Not the greatest of prices as I picked up the On Balance Envy at LCF for £15 incl. VAT


----------



## coffee_omega (May 21, 2012)

That was on offer for lfc


----------



## Milanski (Oct 10, 2013)

I understand that but they were obviously not being sold at a loss at LCF so that would make your markup over 100%

That doesn't constitute a deal in my eyes. Sorry!


----------



## coffee_omega (May 21, 2012)

Not sure where u got that idea of percentage markup defining a good deal! Lol.


----------



## coffee_omega (May 21, 2012)

Anyway, Thanks for ur comments. It will be difficult for u to find a similar de al If u do se will Match it!


----------



## Milanski (Oct 10, 2013)

Okay well markup aside, one swift look on ebay and the same scales come up as £32 delivered.

Your price excluding delivery is £37.19 (incl VAT). How much would you charge for delivery on top for this item?

I don't mean to be rude but a deal to me is a price that is cheaper than you can get elsewhere.

This is not the case by a long shot so where's the deal??


----------



## coffee_omega (May 21, 2012)

Great! Exactly what We wanted. I guess u want one, we can price Match the eBay one. How do you want to pay?


----------



## Milanski (Oct 10, 2013)

Rubbish sales tactics.









Read my first post.


----------



## coffeechap (Apr 5, 2012)

He picked a set up at lfc


----------



## 4085 (Nov 23, 2012)

If you will do me a set for £30 delivered I will have one please.


----------



## coffee_omega (May 21, 2012)

dfk41 said:


> If you will do me a set for £30 delivered I will have one please.

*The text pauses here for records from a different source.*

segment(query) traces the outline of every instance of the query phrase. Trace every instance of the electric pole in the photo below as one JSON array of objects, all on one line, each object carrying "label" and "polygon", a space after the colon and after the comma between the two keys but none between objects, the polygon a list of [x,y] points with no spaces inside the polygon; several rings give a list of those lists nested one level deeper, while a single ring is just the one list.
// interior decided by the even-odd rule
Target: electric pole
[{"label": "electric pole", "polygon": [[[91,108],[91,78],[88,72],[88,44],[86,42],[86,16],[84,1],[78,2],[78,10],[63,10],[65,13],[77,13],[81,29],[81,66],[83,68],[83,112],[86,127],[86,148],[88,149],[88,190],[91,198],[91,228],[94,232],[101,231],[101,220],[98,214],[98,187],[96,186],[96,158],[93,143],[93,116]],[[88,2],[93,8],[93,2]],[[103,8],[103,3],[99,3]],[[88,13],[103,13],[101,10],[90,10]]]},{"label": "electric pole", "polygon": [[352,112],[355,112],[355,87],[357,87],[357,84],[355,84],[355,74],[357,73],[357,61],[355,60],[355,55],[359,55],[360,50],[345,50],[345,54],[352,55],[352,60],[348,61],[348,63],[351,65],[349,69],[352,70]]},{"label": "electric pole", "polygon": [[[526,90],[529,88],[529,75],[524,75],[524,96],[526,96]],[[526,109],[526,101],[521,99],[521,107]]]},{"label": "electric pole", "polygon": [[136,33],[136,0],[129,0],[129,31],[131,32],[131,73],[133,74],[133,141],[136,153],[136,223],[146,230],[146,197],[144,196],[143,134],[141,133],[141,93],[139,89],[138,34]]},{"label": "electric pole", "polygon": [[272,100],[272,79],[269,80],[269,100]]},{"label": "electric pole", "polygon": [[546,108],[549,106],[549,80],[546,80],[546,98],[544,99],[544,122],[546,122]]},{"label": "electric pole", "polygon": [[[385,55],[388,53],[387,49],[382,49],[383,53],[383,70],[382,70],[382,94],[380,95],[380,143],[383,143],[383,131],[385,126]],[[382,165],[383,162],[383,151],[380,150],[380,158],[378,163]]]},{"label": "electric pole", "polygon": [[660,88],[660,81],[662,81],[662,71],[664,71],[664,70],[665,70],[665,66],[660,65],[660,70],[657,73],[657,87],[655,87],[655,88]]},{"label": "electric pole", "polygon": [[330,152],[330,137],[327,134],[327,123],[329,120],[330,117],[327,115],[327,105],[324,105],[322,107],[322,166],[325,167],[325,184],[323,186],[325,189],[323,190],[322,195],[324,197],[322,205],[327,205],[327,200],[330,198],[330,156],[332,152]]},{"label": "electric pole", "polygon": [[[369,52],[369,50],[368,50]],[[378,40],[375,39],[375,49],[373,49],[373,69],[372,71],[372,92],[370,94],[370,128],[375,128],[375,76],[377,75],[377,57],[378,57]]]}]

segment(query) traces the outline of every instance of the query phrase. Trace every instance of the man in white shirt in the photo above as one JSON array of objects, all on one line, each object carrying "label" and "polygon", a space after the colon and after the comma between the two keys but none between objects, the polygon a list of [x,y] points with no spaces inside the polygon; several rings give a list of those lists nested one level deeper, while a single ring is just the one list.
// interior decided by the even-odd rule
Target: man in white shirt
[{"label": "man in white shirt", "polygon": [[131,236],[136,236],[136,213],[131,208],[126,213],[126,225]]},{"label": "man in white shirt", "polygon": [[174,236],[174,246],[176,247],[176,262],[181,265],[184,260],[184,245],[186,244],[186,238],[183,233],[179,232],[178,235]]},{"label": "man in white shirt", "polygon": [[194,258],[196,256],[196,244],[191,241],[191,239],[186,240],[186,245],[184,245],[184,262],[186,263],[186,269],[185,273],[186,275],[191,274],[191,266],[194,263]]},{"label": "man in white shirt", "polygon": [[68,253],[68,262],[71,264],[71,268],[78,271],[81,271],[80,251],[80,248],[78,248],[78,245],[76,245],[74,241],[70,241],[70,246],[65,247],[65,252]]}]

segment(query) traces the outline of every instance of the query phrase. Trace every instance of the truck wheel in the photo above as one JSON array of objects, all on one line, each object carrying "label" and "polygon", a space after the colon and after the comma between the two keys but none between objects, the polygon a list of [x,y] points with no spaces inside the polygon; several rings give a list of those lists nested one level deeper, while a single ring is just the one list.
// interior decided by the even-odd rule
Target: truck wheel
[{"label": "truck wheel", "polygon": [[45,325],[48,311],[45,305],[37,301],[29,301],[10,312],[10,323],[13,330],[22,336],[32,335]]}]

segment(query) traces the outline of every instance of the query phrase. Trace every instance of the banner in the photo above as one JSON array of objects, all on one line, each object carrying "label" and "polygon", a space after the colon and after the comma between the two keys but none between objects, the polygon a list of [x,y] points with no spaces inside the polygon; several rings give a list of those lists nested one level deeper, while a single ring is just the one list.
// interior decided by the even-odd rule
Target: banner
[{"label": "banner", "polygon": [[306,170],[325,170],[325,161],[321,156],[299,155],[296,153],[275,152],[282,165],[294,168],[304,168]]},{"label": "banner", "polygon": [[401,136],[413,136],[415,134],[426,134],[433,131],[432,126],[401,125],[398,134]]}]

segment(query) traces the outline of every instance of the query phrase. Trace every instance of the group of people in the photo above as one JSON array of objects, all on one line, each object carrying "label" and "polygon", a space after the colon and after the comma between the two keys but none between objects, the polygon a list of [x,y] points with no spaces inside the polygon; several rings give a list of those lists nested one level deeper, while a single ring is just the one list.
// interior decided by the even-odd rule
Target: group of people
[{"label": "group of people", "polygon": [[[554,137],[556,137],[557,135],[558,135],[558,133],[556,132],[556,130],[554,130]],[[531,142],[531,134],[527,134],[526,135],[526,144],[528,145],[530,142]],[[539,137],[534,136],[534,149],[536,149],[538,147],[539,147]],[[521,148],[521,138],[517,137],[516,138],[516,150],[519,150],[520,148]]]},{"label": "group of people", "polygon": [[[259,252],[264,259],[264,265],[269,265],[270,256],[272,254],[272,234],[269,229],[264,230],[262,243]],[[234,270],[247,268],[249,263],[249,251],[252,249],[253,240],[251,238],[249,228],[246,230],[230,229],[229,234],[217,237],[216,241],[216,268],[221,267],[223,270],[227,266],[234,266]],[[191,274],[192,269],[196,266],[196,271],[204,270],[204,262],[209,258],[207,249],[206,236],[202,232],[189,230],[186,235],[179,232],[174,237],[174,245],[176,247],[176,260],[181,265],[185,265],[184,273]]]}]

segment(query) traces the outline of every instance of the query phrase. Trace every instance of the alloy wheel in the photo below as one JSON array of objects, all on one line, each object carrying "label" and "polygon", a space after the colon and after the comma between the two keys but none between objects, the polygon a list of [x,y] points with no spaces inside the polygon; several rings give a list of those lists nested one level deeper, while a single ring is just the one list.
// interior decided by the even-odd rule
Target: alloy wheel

Which scale are you referring too. I will see what We can do.


----------



## Milanski (Oct 10, 2013)

You can have mine for £20 delivered.

Boxed, still with the shrink wrap on the scale itself.


----------



## coffee_omega (May 21, 2012)

Milanski offer you a good deal, used scales!



Milanski said:


> You can have mine for £20 delivered.
> 
> Boxed, still with the shrink wrap on the scale itself.


----------



## 4085 (Nov 23, 2012)

Guys, sorry, I have just read on them and I want 0.01 not 0.1 increments. thanks to both of you though for your kind offers!


----------



## Yes Row (Jan 23, 2013)

I get annoyed with these offers to price match. So I want to buy a product and if I start trawling around looking for the best price and am told by a vendor that if I find one cheaper they will price match it. Wrong! How about I will give the business to the vendor who was cheapest in the first place. For me to go back to a company who offered to price match I want added value eg a sweetener...I did all the work, to give you the business?


----------



## gman147 (Jul 7, 2012)

On principle I always buy from the original vendor who offered the cheapest price. Price matching offers no incentive.


----------



## Beanie Man (Feb 9, 2014)

Interesting info on their shot timer!

"The Shot Timer accurately measures the time taken to make the perfect espresso and get the best extraction from your coffee beans. Time for extraction should be between 20 and 25 minutes. Shorter time means the coffee is being ground too coarse. Any longer means the coffee beans are being ground too fine."


----------



## Kyle548 (Jan 24, 2013)

I'm not sure I could get 20 mins out of my grinder, beast that she is.

Maybe I should upgrade then?


----------



## Milanski (Oct 10, 2013)

I quite like longer pours...!?


----------